The Baby Boomer generation will never be called the “Greatest Generation.” That title has already been grabbed deservedly by our parents who endured the Great Depression and waged the last truly necessary war. History is still out on us, but one thing is for sure: We will be called the Longest Generation.
The cry from those of other vintages is most likely, “Egads! Not more of them!”
Deal with it. We are here to stay. But are we? Boomers, known for their cockiness, need to realize we may have to work for our longevity. Last week, in the online version of Healthspan, I began a delineation of the 15 “longevity factors,” those choices we can make to live for the long run. I have saved the big guns for last.
Learn to cope with stress. Okay, so we all know this by now. But just in case you need a reminder, pay attention: According to one report by the Mount Sinai School of Medicine, modifying stress reduces one’s chance of cardiac events by a significant 30 percent.
The gold standard for longevity, our centenarians haven’t been immune to life’s inevitable stresses but what has distinguished them is their attitude. The New England Centenarian Study shows they are optimistic, use humor as a way of dealing with life’s strangeness, take it all in stride, and are as dedicated to their mental and emotional health as much as they are to their physical health. Often these long-lived folk are without arrogance; they tend to be humble, gaining strength from a spiritual relationship to a higher power.

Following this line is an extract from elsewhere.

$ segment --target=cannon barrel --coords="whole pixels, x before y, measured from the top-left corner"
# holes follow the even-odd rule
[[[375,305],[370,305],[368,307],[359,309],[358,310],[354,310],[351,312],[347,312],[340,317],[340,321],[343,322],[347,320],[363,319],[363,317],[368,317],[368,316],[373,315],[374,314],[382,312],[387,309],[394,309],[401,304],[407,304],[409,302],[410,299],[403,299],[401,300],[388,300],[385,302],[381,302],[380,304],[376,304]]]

Exercise, dammit! The hallmark of those who achieve the three-digit life is they have lived actively. If there is anything that has been shown to promote longevity, it is exercise. And we are not talking about Lance Armstrong here. Walking 30 minutes a day is all it takes, according to some very encouraging recent studies. (Do it with a friend and you get the added longevity benefit of social interaction.) Even this mild form of aerobic exercise results in more efficient energy production, which in turn results in less oxygen radical formation, and this means slowing down the aging process.
Weight training is still important even if you aren’t planning on being like Rocky Balboa and making another run up the museum steps at 60. The more muscle you have, the more efficiently you burn fat. With strength training we can reverse the typical muscle loss that comes with aging.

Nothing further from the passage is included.